Ah, it asks for an angle.

So, not a Pythagoras’ Theorem question then as that involves side lengths.

Most likely Trigonometry?

Let’s assume so and start this as a Trigonometry question.

I should label all the sides accordingly.

<Labels sides with s,o,h>

Two side lengths given (o and h) and you need to find the angle.

It is a Trigonometry question after all.

The side lengths are given so the inverse sine function will be involved…etc.”

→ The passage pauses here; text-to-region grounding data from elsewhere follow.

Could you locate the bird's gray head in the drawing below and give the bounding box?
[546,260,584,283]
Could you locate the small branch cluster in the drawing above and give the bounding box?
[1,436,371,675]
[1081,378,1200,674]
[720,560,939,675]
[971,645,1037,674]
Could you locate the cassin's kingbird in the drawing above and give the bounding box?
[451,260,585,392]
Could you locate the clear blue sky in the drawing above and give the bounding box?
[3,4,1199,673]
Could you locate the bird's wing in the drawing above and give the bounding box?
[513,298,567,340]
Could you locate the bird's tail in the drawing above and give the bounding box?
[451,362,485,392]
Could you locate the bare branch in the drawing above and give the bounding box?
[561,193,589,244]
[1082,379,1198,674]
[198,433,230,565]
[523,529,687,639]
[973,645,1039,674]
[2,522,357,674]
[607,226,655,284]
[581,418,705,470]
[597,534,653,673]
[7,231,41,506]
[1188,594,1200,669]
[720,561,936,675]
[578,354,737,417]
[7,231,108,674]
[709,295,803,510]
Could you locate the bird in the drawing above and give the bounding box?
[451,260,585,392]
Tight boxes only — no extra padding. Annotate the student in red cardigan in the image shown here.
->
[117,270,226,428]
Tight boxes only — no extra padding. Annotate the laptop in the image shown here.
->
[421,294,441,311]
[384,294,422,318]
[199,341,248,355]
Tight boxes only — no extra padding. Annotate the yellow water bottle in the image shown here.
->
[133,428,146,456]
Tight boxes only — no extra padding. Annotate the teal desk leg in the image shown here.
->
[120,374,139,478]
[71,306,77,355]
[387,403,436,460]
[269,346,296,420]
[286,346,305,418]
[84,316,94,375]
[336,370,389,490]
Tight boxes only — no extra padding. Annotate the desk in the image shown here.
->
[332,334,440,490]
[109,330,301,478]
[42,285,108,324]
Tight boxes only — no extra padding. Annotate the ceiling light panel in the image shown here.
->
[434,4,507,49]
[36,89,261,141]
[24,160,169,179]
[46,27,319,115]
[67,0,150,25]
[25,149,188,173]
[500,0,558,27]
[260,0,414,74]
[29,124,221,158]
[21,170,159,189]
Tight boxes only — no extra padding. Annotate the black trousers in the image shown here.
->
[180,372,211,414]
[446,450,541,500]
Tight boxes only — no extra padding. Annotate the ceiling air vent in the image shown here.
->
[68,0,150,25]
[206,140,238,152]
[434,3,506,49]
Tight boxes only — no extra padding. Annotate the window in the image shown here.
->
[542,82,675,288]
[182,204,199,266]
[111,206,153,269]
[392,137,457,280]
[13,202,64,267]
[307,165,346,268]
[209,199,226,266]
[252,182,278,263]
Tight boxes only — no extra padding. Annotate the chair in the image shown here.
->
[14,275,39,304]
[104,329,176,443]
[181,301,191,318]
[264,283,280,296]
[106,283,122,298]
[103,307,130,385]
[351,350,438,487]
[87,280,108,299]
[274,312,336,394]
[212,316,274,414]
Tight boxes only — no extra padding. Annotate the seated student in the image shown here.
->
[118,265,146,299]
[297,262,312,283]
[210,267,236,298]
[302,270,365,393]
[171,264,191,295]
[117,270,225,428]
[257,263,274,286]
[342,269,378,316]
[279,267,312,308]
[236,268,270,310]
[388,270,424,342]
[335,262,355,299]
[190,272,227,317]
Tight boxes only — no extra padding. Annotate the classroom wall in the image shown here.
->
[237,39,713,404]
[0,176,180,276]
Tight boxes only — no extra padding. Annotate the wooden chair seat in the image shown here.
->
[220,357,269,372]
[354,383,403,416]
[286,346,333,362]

But what if no immediate strategy is apparent at all? Welcome to being a real mathematician! It happens to me with tutees sometimes when they drop a question. I role model how to start attacking a question by scribbling out *something*. Quite often that is re-writing some bits of the problem by sifting through information. Probing the question more with some guessed strategies, poking it with a stick (as Paul Lockhart would say). Some of these strategies will be abandoned later but that is ok because each attempt reveals something new about the problem. All of this is articulated live.

Pretending to be a novice when you are not one is initially challenging but it gets easier the more you do it.

Method selection is part of the “Practice” phase of the Teach-Do-Behave-Practice mastery cycle. It is crucial to differentiate it from the “Teach-Do” phase, which serves different objectives (building automaticity and fluency). Questions at that phase already have cue and recency. If I have just covered 5 questions on finding angles using the inverse sine function then of course the next question will be on that. There is no element of uncertainty in decoding the question from a mixed assortment of topic questions.

Platforms like Corbettmaths 5-a-day provide invaluable practice for pupils to continuously refine their method selection skills. And this practice leads to much better long term understanding.

Over the past five years, I’ve integrated this approach into my tutoring with great success. In forthcoming blog posts, I’ll share case studies in real-world cases.

Ultimately humans learn a lot through observation and mimicry, absorbing not just technical details but also the emotional nuances of problem-solving. By articulating our problem-solving processes and giving pupils a glimpse into ‘under the hood’ thinking, we help pupils hone their own method selection skills. Something they then have forever in their lives.